A responsabilização das empresas no topo da cadeia produtiva pela prática de violações de direitos humanos em seus elos: a urgente necessidade de avançar

Autor: Carla Reita Faria Leal e Bruna Figueiredo Oliveira Silva

26 Jul 2024 - 08:00

A globalização, fenômeno com vários aspectos, dentre eles o econômico, o político e o social, e que faz com que os países sejam integrados por meio de tecnologias de transporte e comunicação, também disseminou o modelo de produção que se organiza por meio de cadeias produtivas, em que cada um de seus elos fica encarregado de uma parte do processo.

As cadeias produtivas podem se organizar tanto nacionalmente quanto envolver empresas e produtores de vários países, sendo que um dos temas que dominam as discussões no mundo jurídico no momento é a necessidade de se responsabilizar as empresas integrantes dessas organizações quando há violação de direitos humanos, aí incluídos os trabalhistas e ambientais, em seu processo produtivo de produção.

Um dos caminhos considerados mais viáveis atualmente é a imposição da devida diligência obrigatória, em especial àquelas empresas que estão no topo da cadeia, exercendo o chamado “poder relevante”, ou seja, ditando as regras para as demais integrantes do processo produtivo.
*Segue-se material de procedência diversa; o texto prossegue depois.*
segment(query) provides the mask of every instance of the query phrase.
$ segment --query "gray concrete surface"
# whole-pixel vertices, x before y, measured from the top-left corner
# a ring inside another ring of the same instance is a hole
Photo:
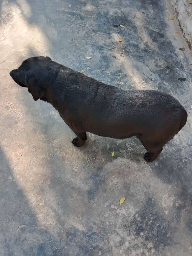
[[[189,48],[192,50],[192,2],[189,0],[171,1],[183,36]]]
[[[192,254],[192,58],[171,10],[163,0],[2,1],[0,255]],[[170,93],[187,123],[150,164],[134,138],[89,134],[75,148],[57,111],[9,76],[40,54],[117,87]]]

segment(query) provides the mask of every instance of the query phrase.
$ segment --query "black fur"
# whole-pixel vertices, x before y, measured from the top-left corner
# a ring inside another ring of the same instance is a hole
[[[106,84],[49,57],[29,58],[10,75],[34,100],[58,110],[76,134],[72,143],[77,147],[85,143],[86,132],[117,139],[136,136],[148,151],[144,158],[152,162],[187,121],[184,108],[168,94]]]

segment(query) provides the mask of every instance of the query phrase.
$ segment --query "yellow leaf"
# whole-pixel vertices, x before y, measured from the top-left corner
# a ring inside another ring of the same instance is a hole
[[[124,201],[125,201],[125,198],[124,197],[122,197],[121,198],[120,200],[119,200],[119,205],[121,205],[122,204],[123,204],[124,203]]]

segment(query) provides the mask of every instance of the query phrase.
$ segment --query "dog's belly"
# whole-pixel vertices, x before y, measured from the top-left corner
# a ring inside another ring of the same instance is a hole
[[[119,121],[114,123],[100,121],[93,124],[90,123],[86,128],[85,130],[87,131],[99,136],[114,139],[125,139],[140,135],[136,124]]]

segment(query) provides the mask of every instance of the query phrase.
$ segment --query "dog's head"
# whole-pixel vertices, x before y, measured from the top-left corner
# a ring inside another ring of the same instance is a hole
[[[42,73],[47,62],[50,60],[49,57],[43,56],[29,58],[24,60],[17,69],[12,70],[9,74],[19,85],[27,87],[34,100],[37,100],[46,94]]]

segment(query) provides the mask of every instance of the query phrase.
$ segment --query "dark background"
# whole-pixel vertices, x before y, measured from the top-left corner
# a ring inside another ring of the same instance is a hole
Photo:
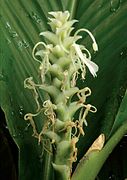
[[[127,178],[127,135],[111,153],[96,180],[124,180],[125,178]],[[9,134],[1,109],[0,180],[18,180],[18,148]]]

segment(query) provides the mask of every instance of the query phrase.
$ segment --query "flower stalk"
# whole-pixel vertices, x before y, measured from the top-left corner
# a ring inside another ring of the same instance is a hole
[[[84,125],[87,125],[86,116],[89,112],[95,113],[97,109],[86,103],[91,95],[88,87],[79,89],[76,80],[81,72],[85,79],[86,68],[93,77],[97,76],[98,66],[91,61],[89,50],[78,44],[80,31],[86,32],[91,40],[93,50],[98,51],[95,38],[87,29],[78,30],[73,36],[73,24],[77,20],[69,20],[68,11],[50,12],[49,25],[51,31],[41,32],[45,42],[38,42],[32,52],[35,61],[39,63],[40,79],[35,83],[33,78],[24,81],[25,88],[33,91],[33,97],[37,105],[36,113],[27,113],[25,120],[29,120],[33,128],[33,136],[43,143],[46,137],[55,147],[53,168],[59,179],[69,180],[71,177],[72,163],[77,160],[77,147],[81,135],[85,135]],[[50,81],[46,79],[49,78]],[[48,93],[49,99],[40,103],[38,91]],[[77,95],[77,101],[72,97]],[[79,110],[79,119],[74,115]],[[42,130],[36,127],[36,116],[44,113],[46,121]]]

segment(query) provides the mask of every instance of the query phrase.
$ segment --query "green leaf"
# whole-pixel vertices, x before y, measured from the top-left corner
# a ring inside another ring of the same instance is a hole
[[[114,135],[105,144],[102,150],[94,149],[88,155],[85,155],[79,162],[76,170],[73,173],[71,180],[93,180],[96,178],[103,163],[108,158],[114,147],[121,140],[124,134],[127,133],[127,122],[114,133]]]
[[[108,137],[126,91],[126,1],[1,0],[0,103],[10,133],[19,148],[20,179],[52,178],[52,157],[40,159],[43,147],[38,146],[37,140],[32,137],[29,122],[24,120],[26,113],[36,112],[36,106],[32,92],[24,89],[23,82],[30,76],[33,76],[35,81],[38,79],[38,63],[33,60],[31,52],[34,44],[42,40],[39,33],[49,29],[48,12],[54,10],[69,10],[71,18],[79,20],[76,29],[88,28],[99,45],[99,52],[92,56],[99,65],[98,77],[92,79],[88,75],[84,83],[80,79],[78,81],[80,88],[88,86],[92,89],[88,101],[98,109],[96,115],[88,117],[86,135],[78,145],[79,158],[100,133],[103,132]],[[82,36],[81,43],[91,48],[86,34]],[[46,94],[40,93],[40,102],[43,103]],[[43,121],[44,117],[36,121],[39,130],[43,126]],[[119,128],[121,122],[117,122],[114,127]],[[26,169],[27,162],[30,165]],[[47,171],[45,165],[50,167]]]

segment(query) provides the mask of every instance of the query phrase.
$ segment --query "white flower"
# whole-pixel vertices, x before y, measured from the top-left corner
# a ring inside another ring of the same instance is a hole
[[[88,67],[88,69],[89,69],[90,73],[93,75],[93,77],[96,77],[97,76],[96,72],[99,69],[98,65],[95,64],[94,62],[92,62],[89,58],[87,58],[86,54],[82,53],[80,46],[78,44],[74,43],[73,47],[76,51],[76,54],[80,58],[81,63],[85,64]]]

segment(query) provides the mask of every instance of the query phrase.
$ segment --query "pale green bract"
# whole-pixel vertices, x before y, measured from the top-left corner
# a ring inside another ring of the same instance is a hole
[[[81,72],[82,79],[86,77],[86,67],[93,77],[97,76],[98,66],[91,61],[91,53],[84,46],[78,44],[82,38],[79,32],[86,32],[92,40],[92,48],[96,52],[98,46],[92,33],[87,29],[79,29],[73,34],[73,24],[77,20],[69,20],[69,12],[49,12],[49,25],[52,31],[41,32],[45,42],[38,42],[32,52],[34,60],[39,63],[40,79],[35,83],[32,77],[25,79],[25,88],[34,92],[37,106],[36,113],[27,113],[24,117],[29,120],[33,128],[33,136],[39,144],[44,143],[46,137],[51,145],[55,144],[55,158],[53,167],[61,179],[69,179],[72,163],[77,160],[76,144],[80,135],[85,135],[84,124],[87,126],[86,116],[89,112],[95,113],[97,109],[86,103],[91,95],[88,87],[79,89],[76,80]],[[47,79],[50,79],[47,81]],[[49,95],[43,104],[40,104],[39,91],[43,90]],[[78,100],[72,97],[77,95]],[[74,115],[79,110],[79,118]],[[36,127],[36,116],[43,113],[46,121],[42,130]]]

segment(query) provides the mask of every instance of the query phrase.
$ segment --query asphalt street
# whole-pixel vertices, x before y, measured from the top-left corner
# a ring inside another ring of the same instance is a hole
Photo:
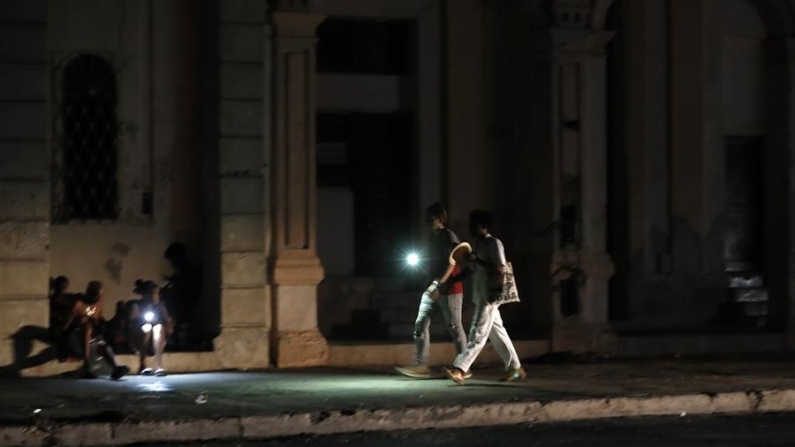
[[[140,447],[169,444],[146,444]],[[298,436],[181,447],[792,447],[795,415],[606,419],[445,430]]]

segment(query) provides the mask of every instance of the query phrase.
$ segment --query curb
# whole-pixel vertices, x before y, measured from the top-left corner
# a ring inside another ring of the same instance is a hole
[[[103,446],[140,442],[262,440],[358,431],[462,428],[637,416],[795,411],[795,389],[339,410],[190,421],[0,427],[0,446]]]

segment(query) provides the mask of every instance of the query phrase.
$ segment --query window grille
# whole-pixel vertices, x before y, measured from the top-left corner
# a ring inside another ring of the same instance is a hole
[[[118,216],[117,83],[113,67],[90,54],[60,73],[56,105],[54,220]]]

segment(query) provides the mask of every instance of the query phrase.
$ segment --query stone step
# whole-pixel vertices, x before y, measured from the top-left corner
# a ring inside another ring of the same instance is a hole
[[[731,289],[731,294],[735,303],[757,303],[768,301],[767,289],[763,287]]]
[[[729,288],[758,288],[765,285],[765,278],[754,272],[729,275]]]

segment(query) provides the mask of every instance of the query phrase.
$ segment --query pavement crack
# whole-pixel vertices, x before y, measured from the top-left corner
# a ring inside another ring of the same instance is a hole
[[[330,417],[331,413],[329,413],[328,411],[321,411],[320,413],[316,413],[312,415],[312,425],[317,425]]]
[[[762,405],[762,400],[765,396],[759,390],[748,390],[745,393],[753,399],[751,412],[756,413],[759,411],[759,406]]]

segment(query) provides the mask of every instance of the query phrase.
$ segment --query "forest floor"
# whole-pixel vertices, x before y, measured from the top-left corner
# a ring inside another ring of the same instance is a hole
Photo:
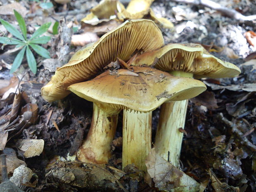
[[[111,20],[90,26],[81,22],[98,4],[95,0],[72,0],[66,5],[52,1],[53,7],[45,9],[40,6],[41,1],[0,0],[0,18],[19,29],[13,12],[15,9],[24,18],[28,37],[38,26],[52,22],[45,33],[51,40],[43,45],[51,58],[45,59],[33,51],[37,63],[36,74],[24,57],[18,69],[10,74],[20,49],[0,44],[0,147],[7,155],[9,176],[20,165],[26,164],[33,174],[22,184],[22,189],[30,192],[189,191],[189,187],[186,188],[189,184],[184,183],[183,190],[173,190],[178,186],[173,187],[167,176],[161,181],[151,177],[154,184],[148,174],[133,166],[121,171],[121,113],[112,144],[113,156],[106,166],[88,164],[82,168],[78,162],[64,161],[76,161],[72,155],[88,133],[92,104],[73,94],[49,103],[42,98],[40,89],[57,68],[67,63],[81,48],[77,42],[71,43],[73,36],[87,32],[85,43],[80,45],[84,46],[121,23]],[[121,1],[125,5],[127,1]],[[207,89],[189,100],[180,169],[201,184],[200,191],[256,191],[256,19],[237,19],[228,12],[211,8],[213,5],[186,1],[190,1],[158,0],[152,3],[151,7],[156,15],[169,20],[174,26],[171,29],[161,28],[165,43],[201,44],[211,54],[238,66],[242,73],[233,78],[201,80]],[[215,2],[243,15],[256,14],[254,0]],[[59,23],[59,31],[53,35],[56,21]],[[0,24],[2,36],[11,37],[12,34]],[[159,108],[153,112],[153,143],[159,113]],[[42,145],[40,140],[43,140],[43,150],[39,155],[25,158],[29,147],[23,149],[21,143],[32,139],[36,140],[32,142],[37,150]],[[63,161],[52,165],[57,160]],[[170,173],[168,170],[166,173]],[[72,176],[81,179],[74,180]]]

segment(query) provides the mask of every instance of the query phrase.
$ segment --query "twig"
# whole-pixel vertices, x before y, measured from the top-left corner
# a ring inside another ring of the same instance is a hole
[[[244,16],[235,10],[222,7],[220,4],[211,0],[172,0],[178,2],[184,2],[195,5],[202,5],[213,9],[217,10],[228,17],[241,21],[252,21],[256,19],[256,15]]]
[[[228,121],[227,118],[223,116],[223,114],[222,113],[220,113],[218,115],[218,117],[223,122],[232,129],[232,132],[236,134],[242,144],[249,147],[252,151],[256,152],[256,146],[251,143],[247,138],[244,137],[244,134],[237,128],[235,123]]]

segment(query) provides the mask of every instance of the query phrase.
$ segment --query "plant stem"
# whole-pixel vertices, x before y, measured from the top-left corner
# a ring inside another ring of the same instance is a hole
[[[133,164],[146,171],[145,160],[151,149],[152,111],[123,110],[123,168]]]
[[[175,76],[193,77],[193,73],[182,71],[169,72]],[[161,105],[155,146],[156,152],[174,166],[178,167],[188,100],[165,102]]]
[[[93,114],[87,137],[77,154],[81,161],[103,164],[111,156],[111,144],[116,133],[119,110],[106,112],[93,103]]]
[[[155,146],[161,156],[178,167],[181,149],[187,100],[166,102],[161,105]]]

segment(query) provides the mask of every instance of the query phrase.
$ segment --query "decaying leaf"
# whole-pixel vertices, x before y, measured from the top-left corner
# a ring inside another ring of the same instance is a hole
[[[21,114],[25,117],[26,116],[30,118],[28,121],[31,124],[34,124],[38,118],[38,107],[36,104],[28,103],[21,109]]]
[[[23,185],[30,180],[33,174],[31,169],[24,165],[22,165],[14,170],[13,175],[9,179],[19,188],[24,189],[25,186]]]
[[[155,186],[167,192],[199,192],[199,183],[156,154],[154,148],[146,160],[147,172]]]
[[[214,95],[210,91],[205,91],[190,100],[197,105],[203,105],[208,109],[217,109],[218,107]]]
[[[215,174],[212,170],[209,171],[210,177],[211,180],[211,185],[215,190],[218,192],[239,192],[239,188],[234,187],[233,186],[228,185],[227,183],[221,183],[217,178]]]
[[[15,151],[12,148],[6,148],[3,150],[4,154],[6,154],[6,164],[7,173],[8,175],[12,173],[14,170],[22,165],[26,166],[26,163],[17,158]],[[0,166],[2,162],[0,162]]]
[[[252,69],[251,71],[256,70],[256,59],[251,59],[241,64],[241,66],[251,66]]]
[[[24,152],[26,158],[40,155],[43,152],[44,141],[42,139],[19,139],[16,143],[17,146]]]

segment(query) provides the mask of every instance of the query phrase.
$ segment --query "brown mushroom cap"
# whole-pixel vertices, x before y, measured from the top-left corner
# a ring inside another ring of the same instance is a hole
[[[78,51],[58,69],[42,88],[42,95],[49,102],[64,98],[70,92],[69,85],[89,79],[117,57],[127,61],[136,50],[148,52],[163,45],[161,31],[153,21],[128,20]]]
[[[68,89],[101,107],[103,104],[115,109],[143,112],[153,110],[168,100],[193,97],[206,89],[204,84],[198,80],[173,76],[149,67],[133,68],[134,74],[126,69],[119,69],[112,74],[106,71],[92,80],[72,85]]]
[[[234,64],[210,54],[201,45],[194,43],[170,44],[157,50],[138,56],[133,65],[150,65],[158,59],[154,67],[159,70],[191,73],[195,78],[232,77],[241,73]]]

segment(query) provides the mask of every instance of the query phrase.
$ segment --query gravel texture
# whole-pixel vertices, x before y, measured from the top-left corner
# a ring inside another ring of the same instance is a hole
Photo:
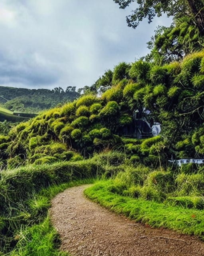
[[[136,223],[90,201],[83,195],[87,186],[52,200],[50,215],[61,250],[73,256],[204,256],[204,243],[194,236]]]

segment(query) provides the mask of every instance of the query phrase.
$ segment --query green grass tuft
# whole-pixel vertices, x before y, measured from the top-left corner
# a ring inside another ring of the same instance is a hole
[[[109,189],[112,182],[97,182],[87,188],[84,194],[103,206],[137,222],[194,235],[204,240],[204,210],[185,209],[114,194]]]

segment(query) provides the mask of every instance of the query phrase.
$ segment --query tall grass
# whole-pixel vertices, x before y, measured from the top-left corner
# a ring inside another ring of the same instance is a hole
[[[47,226],[45,220],[51,199],[67,188],[92,182],[96,169],[99,174],[102,172],[99,163],[90,160],[29,165],[2,172],[0,255],[58,255],[52,252],[56,249],[56,232]],[[36,225],[39,226],[35,228]],[[43,229],[46,225],[46,232],[42,231],[41,233],[36,231]],[[47,242],[46,238],[45,240],[40,238],[43,234],[48,236]],[[43,244],[47,243],[51,244],[49,251],[44,248]],[[22,249],[24,244],[24,254]],[[29,254],[29,250],[35,252]]]
[[[87,188],[88,198],[118,214],[156,228],[163,227],[204,240],[204,210],[184,208],[135,199],[110,192],[112,181],[101,181]]]

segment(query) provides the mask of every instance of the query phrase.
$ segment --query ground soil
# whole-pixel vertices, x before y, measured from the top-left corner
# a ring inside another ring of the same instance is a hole
[[[204,243],[196,238],[117,215],[85,198],[86,187],[68,189],[52,200],[62,250],[75,256],[204,256]]]

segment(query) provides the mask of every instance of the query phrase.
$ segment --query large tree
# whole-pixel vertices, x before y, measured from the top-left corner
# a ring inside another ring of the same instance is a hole
[[[132,14],[126,17],[128,26],[135,28],[143,19],[151,22],[154,17],[165,13],[176,19],[184,16],[190,18],[204,35],[204,0],[113,0],[120,8],[125,9],[131,3],[134,4]]]

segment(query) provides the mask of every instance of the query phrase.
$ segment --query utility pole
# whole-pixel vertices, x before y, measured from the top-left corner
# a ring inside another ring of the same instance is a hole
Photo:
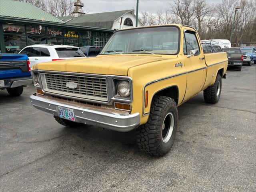
[[[231,29],[231,34],[230,34],[230,43],[232,43],[232,36],[233,36],[233,32],[234,31],[234,28],[235,27],[235,20],[236,20],[236,12],[237,10],[242,8],[242,7],[240,6],[236,6],[235,7],[235,16],[234,17],[234,20],[233,21],[233,24],[232,25],[232,29]]]
[[[139,14],[139,0],[137,0],[137,8],[136,8],[136,27],[138,27],[138,17]]]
No caso, a empresa no topo da cadeia, maior ou beneficiária final de todo o encadeamento de atos, tem a obrigação de proteger direitos os humanos em todas as atividades que contribuam para a execução dos seus serviços ou produtos, respondendo pelos danos decorrentes das violações a estes, se eles vierem a ocorrer.

Assim, a responsabilidade de proteção aos direitos humanos não recai apenas sobre o Estado e sobre as empresas diretamente envolvidas nessas violações, mas também sobre os maiores beneficiários de toda a engrenagem do mercado. 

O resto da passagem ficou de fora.